Along with temperature, what degree of predicted flooding would it take for you to flee?

22 comments
  1. We’re having four straight days of 100+ highs this week. Get me outta here!!!

  2. …evacuate the *region*? Do you have any idea how big of an area you’re talking about?

    I ain’t leaving till James Spann tells me to leave. This is the way.

  3. Even if it’s 120 outside as long as my AC is working there’s no reason to evacuate, just gotta be mindful and use common sense when outside.

    For flooding the coast isn’t too far from me, I might have 1.5-2 feet of flooding before I need to get worried.

  4. If you’re including Florida in this, it would have to be significantly hotter, 10 degrees Fahrenheit a day on average or more, for me to consider moving just for that reason. I’m already used to moving from air conditioned location to air conditioned location, so the heat isn’t a big deal to me.

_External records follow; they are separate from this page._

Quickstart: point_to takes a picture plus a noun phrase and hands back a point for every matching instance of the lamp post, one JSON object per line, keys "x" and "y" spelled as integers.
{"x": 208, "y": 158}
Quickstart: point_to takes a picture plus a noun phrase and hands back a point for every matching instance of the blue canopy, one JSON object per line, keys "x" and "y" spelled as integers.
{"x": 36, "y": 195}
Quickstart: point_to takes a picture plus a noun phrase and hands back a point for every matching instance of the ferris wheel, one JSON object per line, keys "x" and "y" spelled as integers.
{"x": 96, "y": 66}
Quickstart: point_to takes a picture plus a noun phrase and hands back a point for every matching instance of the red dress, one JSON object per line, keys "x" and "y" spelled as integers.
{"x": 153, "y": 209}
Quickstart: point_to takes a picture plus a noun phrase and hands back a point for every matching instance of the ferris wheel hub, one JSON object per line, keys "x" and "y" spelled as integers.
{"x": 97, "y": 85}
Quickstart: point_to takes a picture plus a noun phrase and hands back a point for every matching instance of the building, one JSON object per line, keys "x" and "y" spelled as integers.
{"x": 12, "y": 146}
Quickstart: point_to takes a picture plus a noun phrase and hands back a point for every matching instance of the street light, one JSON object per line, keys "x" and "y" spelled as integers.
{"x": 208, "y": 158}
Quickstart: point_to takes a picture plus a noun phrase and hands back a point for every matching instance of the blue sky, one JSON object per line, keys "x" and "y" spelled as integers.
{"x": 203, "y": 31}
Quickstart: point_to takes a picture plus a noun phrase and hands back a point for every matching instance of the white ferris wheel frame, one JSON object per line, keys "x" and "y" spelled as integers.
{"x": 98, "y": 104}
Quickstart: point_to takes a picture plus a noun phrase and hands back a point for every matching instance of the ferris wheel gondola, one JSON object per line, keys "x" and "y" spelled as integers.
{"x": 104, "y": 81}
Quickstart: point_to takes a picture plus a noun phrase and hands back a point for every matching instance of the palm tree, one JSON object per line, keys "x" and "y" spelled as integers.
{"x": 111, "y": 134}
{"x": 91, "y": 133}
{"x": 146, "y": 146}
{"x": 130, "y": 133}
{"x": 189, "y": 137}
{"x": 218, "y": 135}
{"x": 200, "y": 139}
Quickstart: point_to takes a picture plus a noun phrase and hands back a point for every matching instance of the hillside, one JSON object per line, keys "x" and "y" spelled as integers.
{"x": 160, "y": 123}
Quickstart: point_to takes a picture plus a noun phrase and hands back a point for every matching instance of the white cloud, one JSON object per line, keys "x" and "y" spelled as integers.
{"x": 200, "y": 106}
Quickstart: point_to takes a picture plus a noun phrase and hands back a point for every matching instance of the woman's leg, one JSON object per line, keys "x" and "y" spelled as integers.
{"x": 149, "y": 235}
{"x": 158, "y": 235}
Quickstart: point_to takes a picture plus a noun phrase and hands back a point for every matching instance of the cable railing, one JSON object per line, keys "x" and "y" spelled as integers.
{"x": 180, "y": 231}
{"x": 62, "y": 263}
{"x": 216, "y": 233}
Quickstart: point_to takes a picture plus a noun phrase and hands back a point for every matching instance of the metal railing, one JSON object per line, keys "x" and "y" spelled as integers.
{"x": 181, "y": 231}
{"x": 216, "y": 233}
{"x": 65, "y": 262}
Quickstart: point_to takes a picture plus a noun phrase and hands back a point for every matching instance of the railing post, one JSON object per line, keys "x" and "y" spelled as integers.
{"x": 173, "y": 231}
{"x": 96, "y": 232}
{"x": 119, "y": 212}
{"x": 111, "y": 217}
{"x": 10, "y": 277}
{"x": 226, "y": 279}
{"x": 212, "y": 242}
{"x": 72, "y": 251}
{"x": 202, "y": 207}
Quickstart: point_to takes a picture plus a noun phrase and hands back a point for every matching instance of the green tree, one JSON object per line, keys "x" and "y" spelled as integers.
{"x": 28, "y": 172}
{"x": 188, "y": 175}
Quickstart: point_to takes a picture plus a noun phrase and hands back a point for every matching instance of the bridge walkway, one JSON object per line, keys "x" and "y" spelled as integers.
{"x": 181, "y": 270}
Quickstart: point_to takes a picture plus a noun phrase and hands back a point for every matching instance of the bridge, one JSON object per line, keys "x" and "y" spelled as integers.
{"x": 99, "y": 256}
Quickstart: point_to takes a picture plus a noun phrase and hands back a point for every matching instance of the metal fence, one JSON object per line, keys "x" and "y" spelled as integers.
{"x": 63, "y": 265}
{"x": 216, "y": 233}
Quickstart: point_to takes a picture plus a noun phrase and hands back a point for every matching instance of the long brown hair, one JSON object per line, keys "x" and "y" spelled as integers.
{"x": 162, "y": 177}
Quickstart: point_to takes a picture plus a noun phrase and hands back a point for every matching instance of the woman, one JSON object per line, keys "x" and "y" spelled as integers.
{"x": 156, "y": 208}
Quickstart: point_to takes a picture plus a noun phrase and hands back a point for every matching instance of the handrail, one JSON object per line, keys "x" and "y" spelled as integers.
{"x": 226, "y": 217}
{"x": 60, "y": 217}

    Any flooding would have to pose a significant threat to my home or vital infrastructure to cause me to leave.

  5. In the event that the South becomes so hot that it’s uninhabitable, we’ve got bigger problems than people fleeing the South. People live in Qatar, etc.

  6. Evacuate?

    It would have to become literally inhospitable for me to leave. The heat can be brutal but I’ve been dealing with it my whole life. I really don’t have to be outside for any extended periods either, so it would have to get to the point that human life is infeasible before I made that decision.

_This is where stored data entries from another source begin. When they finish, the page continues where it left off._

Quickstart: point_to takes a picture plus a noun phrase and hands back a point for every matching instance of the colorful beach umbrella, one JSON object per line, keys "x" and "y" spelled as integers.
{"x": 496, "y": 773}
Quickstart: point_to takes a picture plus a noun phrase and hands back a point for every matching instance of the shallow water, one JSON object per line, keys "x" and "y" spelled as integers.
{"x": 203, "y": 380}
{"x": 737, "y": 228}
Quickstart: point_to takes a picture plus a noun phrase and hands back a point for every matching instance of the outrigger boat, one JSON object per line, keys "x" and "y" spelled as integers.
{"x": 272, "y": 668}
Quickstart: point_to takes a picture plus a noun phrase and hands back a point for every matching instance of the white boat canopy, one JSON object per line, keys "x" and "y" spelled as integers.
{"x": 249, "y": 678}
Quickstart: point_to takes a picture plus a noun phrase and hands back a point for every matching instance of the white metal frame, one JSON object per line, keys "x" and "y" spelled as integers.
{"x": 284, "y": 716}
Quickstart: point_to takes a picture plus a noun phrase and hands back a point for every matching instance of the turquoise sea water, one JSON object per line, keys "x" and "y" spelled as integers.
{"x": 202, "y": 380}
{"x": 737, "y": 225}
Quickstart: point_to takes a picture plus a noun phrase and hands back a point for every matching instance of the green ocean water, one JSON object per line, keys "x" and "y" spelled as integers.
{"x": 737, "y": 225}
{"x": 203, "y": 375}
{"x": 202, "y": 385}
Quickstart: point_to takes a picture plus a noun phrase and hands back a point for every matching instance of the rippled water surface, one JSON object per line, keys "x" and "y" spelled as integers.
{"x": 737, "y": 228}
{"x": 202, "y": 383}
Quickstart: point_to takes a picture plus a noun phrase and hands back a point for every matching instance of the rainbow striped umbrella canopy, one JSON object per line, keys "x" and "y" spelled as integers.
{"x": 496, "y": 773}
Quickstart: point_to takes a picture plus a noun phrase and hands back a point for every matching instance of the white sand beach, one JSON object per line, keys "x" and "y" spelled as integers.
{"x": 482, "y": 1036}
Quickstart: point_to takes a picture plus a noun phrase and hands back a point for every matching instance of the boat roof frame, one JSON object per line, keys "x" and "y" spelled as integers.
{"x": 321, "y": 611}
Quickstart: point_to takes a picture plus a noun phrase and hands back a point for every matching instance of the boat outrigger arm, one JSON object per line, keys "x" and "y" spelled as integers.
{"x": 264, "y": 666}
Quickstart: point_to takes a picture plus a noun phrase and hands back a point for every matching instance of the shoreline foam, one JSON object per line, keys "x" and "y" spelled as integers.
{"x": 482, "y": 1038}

  7. Texas gulf coast here. We got hit by Harvey. Fleeing from predicted flooding is a dangerous idea. You get stuck on the roads and the roads are designed to flood to keep homes and business from flooding. We were very conscious of the flood maps when we bought our house. We talked to the neighbors who have been here since the 70s. The neighborhood has never flooded. If it didn’t flood in Harvey, I doubt it will flood in my lifetime. We buy our supplies and hunker down. We have a few home improvement projects to tackle before this, but I want to put in a whole home generator.

    Edit: typo

  8. Lol. The heat index was 120 last week and I’m still here, so above that. I’m pretty sure I’m not leaving based on temperature alone. Born and raised here.

    Flooding? Well, I live on the top of a pretty big ridge. If I’m flooded out, thousands are dead already. Probably going to stay up here because it’s safer than going down to where the water is.

    People of the Deep South are tough birds. We don’t tend to evacuate or flee. We tend to dig in and deal with it.

  9. Probably 120°F or higher. Where I live the highs are around 95-101° and it’s not too unbearable if I’m inside with the AC, but I sure as hell won’t be going outside

  10. Wouldn’t even consider it until 120. At 130 for more than one day I’d most likely evacuate.

  11. Florida is barely an inhabitable climate now, I don’t know if getting a bit less inhabitable will make people leave

  12. The last thing southern people do when it’s hot is flee. The higher the temp, the slower you move.

  13. Temperature has no limit. Even as southerner, as much as it may be hard for even me to believe, there are inhabited parts of the world that are hotter. Plus, in modern days, so long energy prices don’t keep going up, we have air conditioning down south, which makes living in the south a lot easier.

    Flooding depends on a number of things. How fast is it coming down? 28 inches of rain over the course of the year isn’t that bad, but 28″ in matter of hours is no joke. Also, is your home off the ground. If your home is off the ground, the floodwaters will be underneath a house just like water is underneath an oil rig. Provided you have enough food and fresh drinking water, maybe electricity via a generator, you could ride out a flooding event. If your home is not built off the ground, you ought to watch weather forecasts and evacuation orders more closely.

  14. IIRC, if you look at the climate models, the closer to the equator you are, the less the temperature is expected to rise, and the closer to the poles the more. So deep south may see a 3-5 degree temperature increase, with only late July and August being noticeably unbearable. Whereas northern Canada and Russia could become the new breadbasket of the world.

    Not counting repeated extreme weather events, which may induce people to move too. I’d guess the second or third time your house is severely damaged will cause many to leave.

  15. As long as I have working a/c I’m good. I don’t think flooding is a huge concern where I’m at.

  16. If I could afford to evacuate the south, I would’ve done it decades ago. I hate the weather here so much. It legitimately makes my depression and anxiety 1000 times worse.

  17. “What temperature”, but your question has to do with flooding?

    What does one have to do with the other?